Connective Field (CF) modeling extends the classical concept of the receptive field, which is the portion of sensory space that elicits responses when stimulated. That is, the receptive field model describes a function that relates a stimulus to a response. The twist of CF modeling is that it defines this response function in terms of brain activations instead of stimulus parameters: it’s a brain-to-brain model that explains brain responses from other brain responses. The linear CF model explains responses throughout the brain in terms of the spatial pattern of activation on the surface of a topographic brain region.
Specifically, brain responses are modeled as relating to a Gaussian region on the surface, providing several biologically relevant quantifications. Depending on the source region, the location of the peak of the Gaussian region (the first parameter of the CF model) represents a location in visual space, a frequency of sound, or an impression of touch somewhere on the body. That is, the CF model uses sensory topographies to translate brain activations into sensory impressions. Its standard deviation (size, the second parameter of the CF model), expressed in the physical unit of mm on the cortical surface, represents the scale of information integration in the relevant sensory modality.

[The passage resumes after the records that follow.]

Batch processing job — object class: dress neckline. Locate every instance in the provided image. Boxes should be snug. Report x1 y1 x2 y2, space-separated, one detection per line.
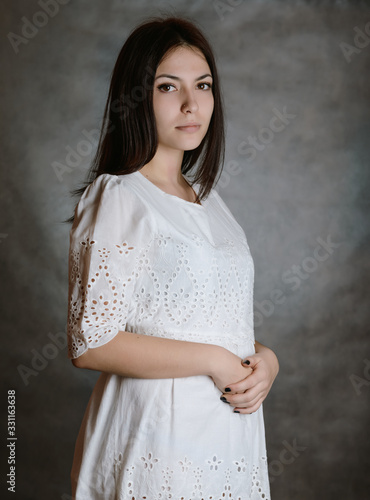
133 170 204 209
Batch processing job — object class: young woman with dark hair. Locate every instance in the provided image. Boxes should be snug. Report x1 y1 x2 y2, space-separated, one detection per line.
68 17 278 500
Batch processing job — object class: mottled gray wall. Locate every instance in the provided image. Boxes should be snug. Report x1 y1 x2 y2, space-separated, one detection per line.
0 0 370 500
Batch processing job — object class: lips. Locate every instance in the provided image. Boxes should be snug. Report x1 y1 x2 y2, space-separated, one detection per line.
176 123 200 132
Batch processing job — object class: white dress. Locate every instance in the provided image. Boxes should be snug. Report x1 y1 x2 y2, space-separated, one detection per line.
68 171 270 500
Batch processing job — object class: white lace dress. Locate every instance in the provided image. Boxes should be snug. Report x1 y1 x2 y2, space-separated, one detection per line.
68 172 270 500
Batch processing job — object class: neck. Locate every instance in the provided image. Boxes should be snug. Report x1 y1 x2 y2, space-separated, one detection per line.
140 146 185 186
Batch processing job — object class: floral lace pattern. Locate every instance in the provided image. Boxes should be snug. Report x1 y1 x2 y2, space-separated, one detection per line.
67 174 270 500
68 174 254 358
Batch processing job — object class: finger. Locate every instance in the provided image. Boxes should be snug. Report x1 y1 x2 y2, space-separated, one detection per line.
224 368 253 394
220 383 267 406
233 398 264 415
225 371 264 395
241 355 260 369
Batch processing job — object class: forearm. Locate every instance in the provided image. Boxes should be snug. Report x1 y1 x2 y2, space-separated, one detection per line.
254 341 279 376
72 331 226 379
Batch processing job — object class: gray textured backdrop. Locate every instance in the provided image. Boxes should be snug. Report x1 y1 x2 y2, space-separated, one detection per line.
0 0 370 500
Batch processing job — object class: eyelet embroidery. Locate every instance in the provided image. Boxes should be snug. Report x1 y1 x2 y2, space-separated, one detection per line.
113 452 270 500
68 233 254 357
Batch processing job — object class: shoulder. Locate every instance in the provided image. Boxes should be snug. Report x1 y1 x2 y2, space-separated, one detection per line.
72 174 153 240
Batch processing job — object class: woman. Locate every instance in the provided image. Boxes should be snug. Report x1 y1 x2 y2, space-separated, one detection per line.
68 18 278 500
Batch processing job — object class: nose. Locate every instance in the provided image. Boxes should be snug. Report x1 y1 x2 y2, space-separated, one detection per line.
181 93 198 113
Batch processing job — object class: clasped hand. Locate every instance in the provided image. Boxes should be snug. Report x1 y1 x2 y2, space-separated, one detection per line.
212 344 279 414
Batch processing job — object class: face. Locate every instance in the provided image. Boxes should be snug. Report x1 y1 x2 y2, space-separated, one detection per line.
153 47 214 151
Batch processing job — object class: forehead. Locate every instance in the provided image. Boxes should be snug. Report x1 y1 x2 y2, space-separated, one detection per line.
157 47 211 73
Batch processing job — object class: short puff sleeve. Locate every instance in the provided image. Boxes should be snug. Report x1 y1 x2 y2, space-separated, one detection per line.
67 174 153 359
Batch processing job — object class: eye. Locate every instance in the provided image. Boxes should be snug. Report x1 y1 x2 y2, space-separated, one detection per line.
198 82 212 90
158 83 175 93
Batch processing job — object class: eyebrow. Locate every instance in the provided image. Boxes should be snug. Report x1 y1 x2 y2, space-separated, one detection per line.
155 73 212 82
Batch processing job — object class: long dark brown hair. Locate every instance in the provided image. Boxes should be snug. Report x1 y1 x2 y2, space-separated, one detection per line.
65 17 225 223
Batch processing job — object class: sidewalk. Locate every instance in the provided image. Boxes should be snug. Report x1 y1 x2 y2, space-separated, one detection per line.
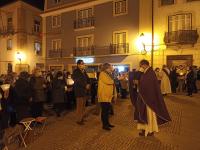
11 94 200 150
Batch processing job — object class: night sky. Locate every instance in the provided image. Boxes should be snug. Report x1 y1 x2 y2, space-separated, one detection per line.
0 0 44 9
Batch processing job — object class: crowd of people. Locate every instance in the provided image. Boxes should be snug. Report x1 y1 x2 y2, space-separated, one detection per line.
0 60 200 149
155 65 200 96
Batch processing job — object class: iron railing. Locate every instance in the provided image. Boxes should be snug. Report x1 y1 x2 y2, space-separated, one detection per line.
73 46 94 56
74 17 95 29
164 30 199 45
0 26 15 36
110 43 129 54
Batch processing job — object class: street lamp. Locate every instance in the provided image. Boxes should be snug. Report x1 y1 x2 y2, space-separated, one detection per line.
140 33 147 54
151 0 154 68
16 52 22 64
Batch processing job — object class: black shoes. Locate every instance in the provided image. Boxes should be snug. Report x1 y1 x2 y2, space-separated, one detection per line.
103 127 111 131
139 130 154 136
103 124 115 131
139 130 145 136
76 121 84 125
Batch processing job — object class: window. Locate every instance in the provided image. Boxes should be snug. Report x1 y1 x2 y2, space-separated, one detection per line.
111 31 129 54
54 0 61 4
161 0 174 6
34 20 40 32
77 8 93 19
113 31 127 44
168 13 192 32
52 39 61 51
187 0 200 2
113 0 128 16
34 42 42 55
7 39 12 50
7 17 13 32
52 15 61 28
76 35 93 48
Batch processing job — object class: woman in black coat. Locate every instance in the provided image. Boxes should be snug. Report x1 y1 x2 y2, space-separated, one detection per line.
52 71 66 117
13 72 31 122
30 69 46 118
186 67 194 96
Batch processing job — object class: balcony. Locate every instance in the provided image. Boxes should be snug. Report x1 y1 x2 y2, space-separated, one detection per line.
73 43 129 56
73 46 94 56
110 43 129 54
48 49 67 58
164 30 199 46
74 17 95 29
0 26 15 36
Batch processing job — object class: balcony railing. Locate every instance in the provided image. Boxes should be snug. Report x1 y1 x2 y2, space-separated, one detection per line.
74 17 95 29
73 46 94 56
164 30 199 45
110 43 129 54
0 26 15 36
47 43 129 58
48 49 63 58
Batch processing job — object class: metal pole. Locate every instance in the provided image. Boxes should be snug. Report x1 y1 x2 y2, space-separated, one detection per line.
151 0 154 67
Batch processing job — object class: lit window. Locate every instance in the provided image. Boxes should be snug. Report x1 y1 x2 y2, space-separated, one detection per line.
34 42 41 55
77 8 93 19
76 35 93 48
168 13 192 32
52 39 61 51
161 0 174 6
52 15 61 28
7 39 12 50
113 0 128 16
54 0 60 4
34 20 40 32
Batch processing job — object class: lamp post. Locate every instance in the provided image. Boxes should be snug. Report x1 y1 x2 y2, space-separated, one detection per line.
140 33 147 54
16 52 22 72
16 52 22 64
151 0 154 68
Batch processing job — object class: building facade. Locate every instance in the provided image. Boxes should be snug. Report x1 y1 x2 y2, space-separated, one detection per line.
139 0 200 67
0 1 45 74
41 0 140 71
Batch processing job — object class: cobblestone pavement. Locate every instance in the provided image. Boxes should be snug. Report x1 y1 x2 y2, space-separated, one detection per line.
11 95 200 150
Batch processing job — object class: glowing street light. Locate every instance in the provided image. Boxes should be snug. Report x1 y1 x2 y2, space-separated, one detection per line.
16 52 22 64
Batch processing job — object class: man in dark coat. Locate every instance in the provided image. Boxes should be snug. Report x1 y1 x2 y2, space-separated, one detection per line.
135 60 171 136
0 87 8 150
186 67 195 96
52 71 66 117
30 68 46 118
72 60 90 125
13 72 31 122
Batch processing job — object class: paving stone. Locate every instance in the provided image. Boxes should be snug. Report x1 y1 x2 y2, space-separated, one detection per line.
9 95 200 150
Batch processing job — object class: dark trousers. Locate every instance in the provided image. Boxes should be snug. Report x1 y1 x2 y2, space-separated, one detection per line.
54 103 64 117
186 83 193 95
31 102 44 118
15 104 31 123
193 80 198 93
101 102 111 127
121 89 127 99
0 115 5 150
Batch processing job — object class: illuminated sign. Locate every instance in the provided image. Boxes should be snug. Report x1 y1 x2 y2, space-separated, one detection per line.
76 57 94 64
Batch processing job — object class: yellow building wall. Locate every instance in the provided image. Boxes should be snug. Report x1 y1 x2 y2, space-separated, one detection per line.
139 0 200 68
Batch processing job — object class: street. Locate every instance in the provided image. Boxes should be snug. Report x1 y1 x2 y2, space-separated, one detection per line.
10 94 200 150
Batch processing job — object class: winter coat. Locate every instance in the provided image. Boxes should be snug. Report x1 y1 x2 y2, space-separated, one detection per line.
30 77 46 102
52 79 66 104
97 72 117 102
72 68 90 97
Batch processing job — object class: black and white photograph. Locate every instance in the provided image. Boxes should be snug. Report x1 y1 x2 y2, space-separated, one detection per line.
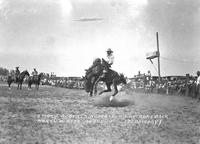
0 0 200 144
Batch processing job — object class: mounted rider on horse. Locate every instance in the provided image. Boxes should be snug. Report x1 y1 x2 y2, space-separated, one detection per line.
85 48 126 99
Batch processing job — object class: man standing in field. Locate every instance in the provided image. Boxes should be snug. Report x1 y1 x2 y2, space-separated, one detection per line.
15 67 20 78
32 68 38 77
196 71 200 101
101 48 114 78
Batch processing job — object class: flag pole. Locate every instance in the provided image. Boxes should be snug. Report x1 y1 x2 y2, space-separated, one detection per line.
156 32 161 82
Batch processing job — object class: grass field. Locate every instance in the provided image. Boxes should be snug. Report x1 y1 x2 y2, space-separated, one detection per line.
0 84 200 144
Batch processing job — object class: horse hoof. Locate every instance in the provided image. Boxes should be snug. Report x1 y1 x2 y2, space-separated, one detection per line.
110 96 114 102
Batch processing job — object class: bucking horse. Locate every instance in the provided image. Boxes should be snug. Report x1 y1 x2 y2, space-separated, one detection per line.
7 70 30 90
85 58 126 101
28 73 43 90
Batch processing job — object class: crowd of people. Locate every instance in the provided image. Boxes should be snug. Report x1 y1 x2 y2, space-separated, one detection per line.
0 48 200 99
125 71 200 99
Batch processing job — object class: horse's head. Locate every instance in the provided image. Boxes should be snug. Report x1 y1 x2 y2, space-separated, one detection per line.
21 70 30 76
38 73 44 79
102 58 110 68
119 74 127 84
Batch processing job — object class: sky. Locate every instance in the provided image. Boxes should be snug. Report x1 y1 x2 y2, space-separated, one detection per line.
0 0 200 77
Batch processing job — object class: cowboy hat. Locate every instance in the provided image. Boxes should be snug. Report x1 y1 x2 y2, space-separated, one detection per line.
107 48 113 52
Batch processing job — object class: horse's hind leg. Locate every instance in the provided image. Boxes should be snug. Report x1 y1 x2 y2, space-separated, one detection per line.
99 83 111 95
112 82 118 96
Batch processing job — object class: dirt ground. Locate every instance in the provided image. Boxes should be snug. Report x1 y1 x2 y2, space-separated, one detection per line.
0 84 200 144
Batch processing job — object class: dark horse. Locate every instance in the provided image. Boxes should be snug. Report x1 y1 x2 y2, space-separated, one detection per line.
28 73 43 90
94 69 126 101
7 70 30 90
85 59 126 99
84 58 107 96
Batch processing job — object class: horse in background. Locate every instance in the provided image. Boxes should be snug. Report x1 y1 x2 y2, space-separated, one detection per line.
7 70 30 90
28 73 44 90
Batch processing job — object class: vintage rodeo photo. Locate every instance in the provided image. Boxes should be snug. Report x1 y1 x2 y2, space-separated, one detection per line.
0 0 200 144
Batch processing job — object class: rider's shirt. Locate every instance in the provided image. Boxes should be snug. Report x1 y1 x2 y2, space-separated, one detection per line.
32 71 38 76
107 54 114 65
197 76 200 85
15 69 20 75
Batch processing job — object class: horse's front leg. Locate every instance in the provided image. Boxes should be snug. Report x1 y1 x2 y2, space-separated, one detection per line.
99 83 111 95
94 78 101 95
20 83 22 90
112 82 118 97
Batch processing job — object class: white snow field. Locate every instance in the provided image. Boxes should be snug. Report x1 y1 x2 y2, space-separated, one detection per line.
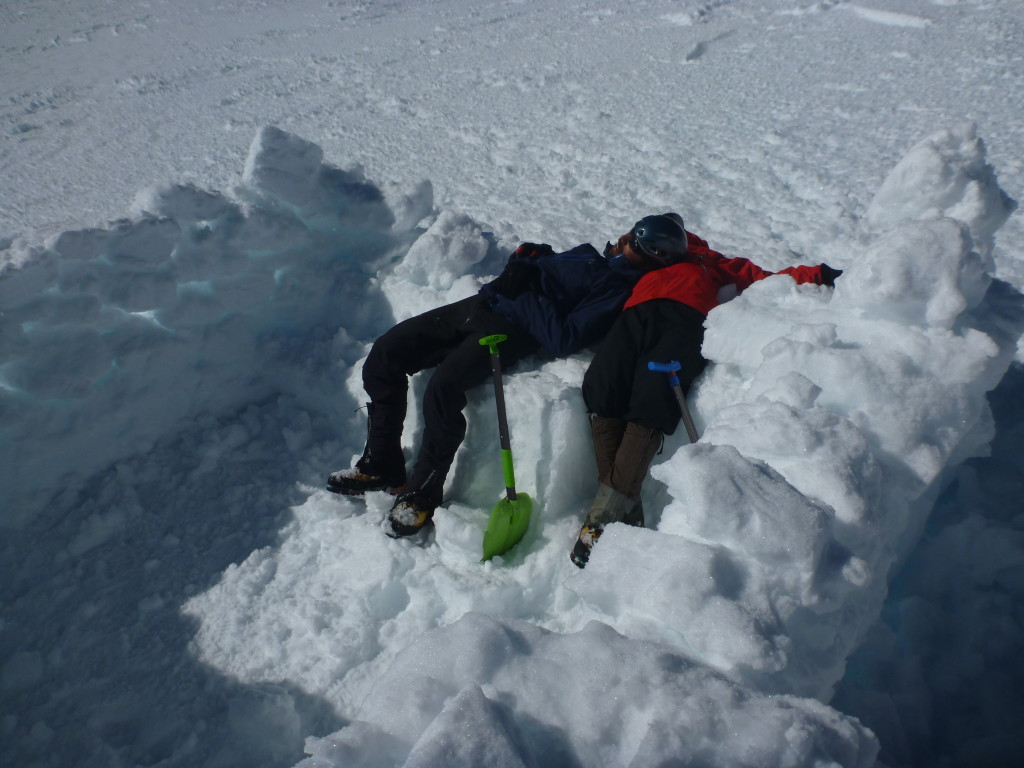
0 0 1024 768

The practical power of this computational model is two-fold: First, because CF modelling is based only on brain activations, its parameters can be estimated from the data of any neuroimaging experiment. Second, the model parameters are biologically interpretable, making them relevant for computational theory – as well as possibly clinically relevant.
We have recently published some work with this method, and are planning on bringing out a lot more work based on this method. Our software that does prf fitting has also been adapted to fit connective field models. More on that soon.